The basic background on Braceros is on a page for him on the Spaces site. In brief, he came to San Francisco from his native Philippines in 1973, and in 1986 was made gardener of the park, with a directive to “change the atmosphere.” I didn’t see the park in those days, but that he did, as apparently it was barren and trash-strewn. I’ve only been here a couple times and only this year, but now it’s clean, safe, and family-friendly, certainly during the daytime.

The entrance to Cayuga Park.

When the park was renovated almost ten years ago, about one-third of the sculptures (judged in “fair condition”) were moved to storage, and the one-third in good condition given new protective coatings. The ones in poor condition, according to the Spaces site, “were left where they were to be viewed by visitors, and to slowly decompose in their natural habitat.” So what you see now won’t be there forever.

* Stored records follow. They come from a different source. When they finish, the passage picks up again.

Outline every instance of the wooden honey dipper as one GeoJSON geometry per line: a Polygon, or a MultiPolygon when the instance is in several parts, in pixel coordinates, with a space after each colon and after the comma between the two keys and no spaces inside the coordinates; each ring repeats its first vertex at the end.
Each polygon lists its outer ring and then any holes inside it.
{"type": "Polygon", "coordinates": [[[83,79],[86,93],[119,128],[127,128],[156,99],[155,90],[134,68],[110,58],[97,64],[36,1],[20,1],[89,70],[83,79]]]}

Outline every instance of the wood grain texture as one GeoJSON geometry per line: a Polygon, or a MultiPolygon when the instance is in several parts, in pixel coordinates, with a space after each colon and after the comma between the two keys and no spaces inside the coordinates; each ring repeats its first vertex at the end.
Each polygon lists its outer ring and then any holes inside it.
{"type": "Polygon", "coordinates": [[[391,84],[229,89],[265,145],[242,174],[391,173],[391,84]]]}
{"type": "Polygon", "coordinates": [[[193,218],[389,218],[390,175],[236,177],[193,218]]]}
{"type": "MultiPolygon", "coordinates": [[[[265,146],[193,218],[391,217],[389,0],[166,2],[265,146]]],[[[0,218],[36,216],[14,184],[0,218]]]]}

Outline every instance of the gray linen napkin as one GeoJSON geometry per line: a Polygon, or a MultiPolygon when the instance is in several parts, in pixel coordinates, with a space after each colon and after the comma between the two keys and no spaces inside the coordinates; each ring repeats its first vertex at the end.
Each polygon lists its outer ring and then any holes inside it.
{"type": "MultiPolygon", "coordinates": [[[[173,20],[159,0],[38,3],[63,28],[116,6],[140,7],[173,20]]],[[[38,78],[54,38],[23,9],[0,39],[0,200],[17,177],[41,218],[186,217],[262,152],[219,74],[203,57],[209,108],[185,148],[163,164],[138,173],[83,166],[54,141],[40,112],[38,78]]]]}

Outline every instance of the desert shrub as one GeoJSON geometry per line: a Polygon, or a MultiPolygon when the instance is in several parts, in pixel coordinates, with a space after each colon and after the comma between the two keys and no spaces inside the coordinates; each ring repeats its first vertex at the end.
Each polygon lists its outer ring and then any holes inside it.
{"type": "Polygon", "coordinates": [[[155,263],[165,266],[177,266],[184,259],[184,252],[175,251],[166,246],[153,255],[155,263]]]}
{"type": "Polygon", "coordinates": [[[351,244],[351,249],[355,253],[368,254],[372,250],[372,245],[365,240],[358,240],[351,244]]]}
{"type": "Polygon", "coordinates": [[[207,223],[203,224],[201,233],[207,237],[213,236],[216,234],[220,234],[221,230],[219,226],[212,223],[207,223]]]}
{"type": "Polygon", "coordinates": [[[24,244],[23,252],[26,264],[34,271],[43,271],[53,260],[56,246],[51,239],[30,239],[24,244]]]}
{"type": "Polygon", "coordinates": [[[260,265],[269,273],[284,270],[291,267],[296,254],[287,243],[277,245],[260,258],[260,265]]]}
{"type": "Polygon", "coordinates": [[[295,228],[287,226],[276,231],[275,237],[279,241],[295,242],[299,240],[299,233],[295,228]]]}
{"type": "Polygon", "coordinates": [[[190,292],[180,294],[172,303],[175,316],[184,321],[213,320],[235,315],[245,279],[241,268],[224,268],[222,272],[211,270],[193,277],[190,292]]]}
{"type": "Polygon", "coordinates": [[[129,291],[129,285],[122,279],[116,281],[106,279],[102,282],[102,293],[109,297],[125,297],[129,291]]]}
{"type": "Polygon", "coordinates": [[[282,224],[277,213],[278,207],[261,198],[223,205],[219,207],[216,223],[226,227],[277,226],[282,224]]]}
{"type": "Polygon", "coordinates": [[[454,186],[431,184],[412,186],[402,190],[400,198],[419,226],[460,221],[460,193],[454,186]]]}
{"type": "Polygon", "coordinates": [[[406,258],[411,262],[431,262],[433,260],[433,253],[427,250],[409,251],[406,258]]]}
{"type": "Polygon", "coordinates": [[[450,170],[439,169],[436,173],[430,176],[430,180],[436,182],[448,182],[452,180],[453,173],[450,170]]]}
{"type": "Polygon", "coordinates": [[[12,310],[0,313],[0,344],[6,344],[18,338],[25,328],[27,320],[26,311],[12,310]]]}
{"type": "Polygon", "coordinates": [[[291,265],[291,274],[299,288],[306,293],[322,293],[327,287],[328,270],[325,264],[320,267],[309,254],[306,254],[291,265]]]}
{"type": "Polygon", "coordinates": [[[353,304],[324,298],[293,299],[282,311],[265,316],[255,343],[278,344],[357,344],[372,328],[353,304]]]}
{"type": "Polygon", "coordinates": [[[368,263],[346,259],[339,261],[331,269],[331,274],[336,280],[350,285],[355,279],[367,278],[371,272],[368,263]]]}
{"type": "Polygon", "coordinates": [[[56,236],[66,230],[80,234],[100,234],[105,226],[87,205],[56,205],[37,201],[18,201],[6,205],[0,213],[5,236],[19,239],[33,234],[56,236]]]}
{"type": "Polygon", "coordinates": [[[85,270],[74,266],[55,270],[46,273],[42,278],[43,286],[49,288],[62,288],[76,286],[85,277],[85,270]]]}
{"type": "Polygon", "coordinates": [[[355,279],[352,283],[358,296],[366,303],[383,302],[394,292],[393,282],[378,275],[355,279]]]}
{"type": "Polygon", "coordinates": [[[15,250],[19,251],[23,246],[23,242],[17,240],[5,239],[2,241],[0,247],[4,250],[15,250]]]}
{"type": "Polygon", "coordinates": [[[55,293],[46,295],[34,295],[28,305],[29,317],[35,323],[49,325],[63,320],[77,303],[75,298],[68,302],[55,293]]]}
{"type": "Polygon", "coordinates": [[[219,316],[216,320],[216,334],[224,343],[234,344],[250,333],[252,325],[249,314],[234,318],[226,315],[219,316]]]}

Rock dedicated to the sculptor.

For the time being, the sculptures are not only integral to the park, but also soften the harsh reminders of industrial civilization. A major highway, and train tracks from the Bay Area’s BART transportation system, are just above the park to the west. That means it’s never too quiet, and sometimes downright noisy when the trains rush overhead.

On the way out, also check the murals just past the steps on the right when you get on Cayuga Avenue. Another reminder that proud idiosyncratic neighborhood spirit is all over San Francisco, not just in the many famous parks and areas known to residents and visitors alike.